Но Спиридоныч не знал, с кем связался. Просчитался.

«Нет, дядя, – мысленно усмехнулся я. – Я здесь не останусь. Хрен вам, а не моя спина».

Решение пришло само собой, простое и твердое.

Система собирается меня унизить. Сломать об колено. Превратить в послушного раба, который будет целовать руку, держащую розгу.

Не выйдет. Я не Сеня Тропарев. Мне доводилось переживать и не такое.

Надо валить.

Если бы пороли меня с утра – пришлось бы рвать когти прямо сейчас. А так у меня есть день. Целый рабочий день.

Я не уйду пустым. Мастерская Глухова – это железо. Там я смогу подготовиться, сделать себе «подарок» на дорожку.

Именно туда мне и надо. В последний раз.

В голове сложилась картинка.

Если я правильно все разыграю, выдержу смену, не сорвусь на Семена, буду изображать покорность и страх перед поркой, то выйду из мастерской с оружием в рукаве.

Так.
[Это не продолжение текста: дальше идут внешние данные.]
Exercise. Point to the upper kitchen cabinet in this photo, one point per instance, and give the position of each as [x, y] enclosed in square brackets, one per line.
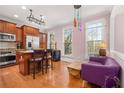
[1, 26]
[10, 28]
[43, 40]
[27, 30]
[18, 34]
[7, 27]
А что ребятам сказать?

Я осторожно повернул голову. На соседней койке сопел Васян, раскинув мощные руки. Через три ряда, у стены, свернулся калачиком Спица. Грачик ворочался и бормотал что-то тревожное во сне.

Кольнуло где-то под ребрами. Жалость. Непривычное, забытое чувство.

Но брать их с собой нельзя. Куда? В бега? Васян заметный как слон, Грачик трусоват, Спица иногда болтает лишнее. Мы пропадем все вместе через два дня.

«Простите, парни, – мысленно произнес я, глядя на их силуэты. – Но тащить вас с собой сейчас я не могу. Надо сперва встать на ноги. А уж потом, если выживу, найду вас».

Общак на чердаке останется нетронутым. Не возьму оттуда ни копейки. Это мой им прощальный подарок. Если умные – найдут деньгам применение. Подкупят дядек, достанут еды. Если нет – значит, судьба такая.

С этими мыслями я уснул и, казалось, только закрыл глаза, как раздался удар палкой по спинке кровати. Возвещая начало моего последнего дня в этом аду.